Following this, Audi will ramp up its involvement towards becoming a fully-fledged factory team. ABT will become an official Audi Formula E team for the 2017/2018 season, which will begin next October.
Audi’s other major racing efforts include DTM (German touring cars) and World Rallycross. The company says its DTM programme will remain unchanged, with the Audi RS5 DTM’s successor on course to take to the race track at the start of the 2017 season.

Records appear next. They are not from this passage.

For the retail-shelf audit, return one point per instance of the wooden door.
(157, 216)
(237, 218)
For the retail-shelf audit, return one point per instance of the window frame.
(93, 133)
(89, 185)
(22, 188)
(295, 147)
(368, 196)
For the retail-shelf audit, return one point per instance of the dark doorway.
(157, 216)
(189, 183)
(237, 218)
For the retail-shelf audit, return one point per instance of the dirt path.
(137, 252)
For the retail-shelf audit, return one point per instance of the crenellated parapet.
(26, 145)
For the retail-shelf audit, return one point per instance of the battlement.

Audi’s future in the World Rallycross Championship with the EKS team is not so certain, however. EKS and its driver-owner Mattias Ekström have been receiving support from Audi and a pair of S1 EKS RX racers (pictured below), but Audi is understood to be evaluating its future commitments in this area. As with parent company Volkswagen, Audi said the prospect of an electrified Rallycross class could sway that decision.
Links to dieselgate
Autocar understands Volkswagen Motorsport boss (and Bentley chairman) Wolfgang Dürheimer was ordered to streamline the group’s motorsport activities in order to free up development budgets for a wide-ranging electrification strategy that will result in the Volkswagen Group introduction as many as 25 new electric cars by 2025.
The decision to end Audi’s commitment to LMP1 WEC racing is also tied to a decision made by the Volkswagen Group to no longer showcase its diesel engine technology in a motorsport environment in the aftermath of its diesel emission manipulation scandal.
It also follows a decision by Volkswagen chairman Matthias Müller to reduce the number of diesel engines across the group in favour of petrol-electric hybrid and pure electric systems.
In recent years, Audi’s WEC contenders have run a diesel-electric hybrid system, which has no direct connection with the technology in its road cars.
"One of the attractions of the two-brand LMP1 strategy was their differing driveline concepts," said a VW Group insider. "Bringing both Audi and Porsche to a common driveline concept would limit the technology transfer to our road cars.”
A further hurdle that counts against Audi’s continuation in LMP1 is the introduction of new driveline regulations. From 2018, manufacturers competing in the premiere class of the WEC will be committed to a 10 megajoule rule, which would require a major revision of the turbocharged 3.7-litre V6 diesel engine and electric motor application used by the existing Audi R18 e-tron quattro that runs under the 6 megajoule rule, including the adoption of a second kinetic energy recuperation system.
Cost-cutting initiatives to its motorsport programme put in place by the Volkswagen Group prior to the start of the 2016 World Endurance Championship resulted in Audi and Porsche reducing their presence at this year’s Le Mans 24 hours, both running two-car teams in place of the respective three-car programmes of recent years.
Earlier this year reports suggested that Audi could race a hydrogen-powered Le Mans car in the future - although the project was said to be dependent on the technology edging closer to reality for production cars than is currently the case. Audi’s ex-head of technical development, Stefan Knirsch, told Autocar that a hydrogen-powered Le Mans racer “could be possible”, although no timescale for such a car was set.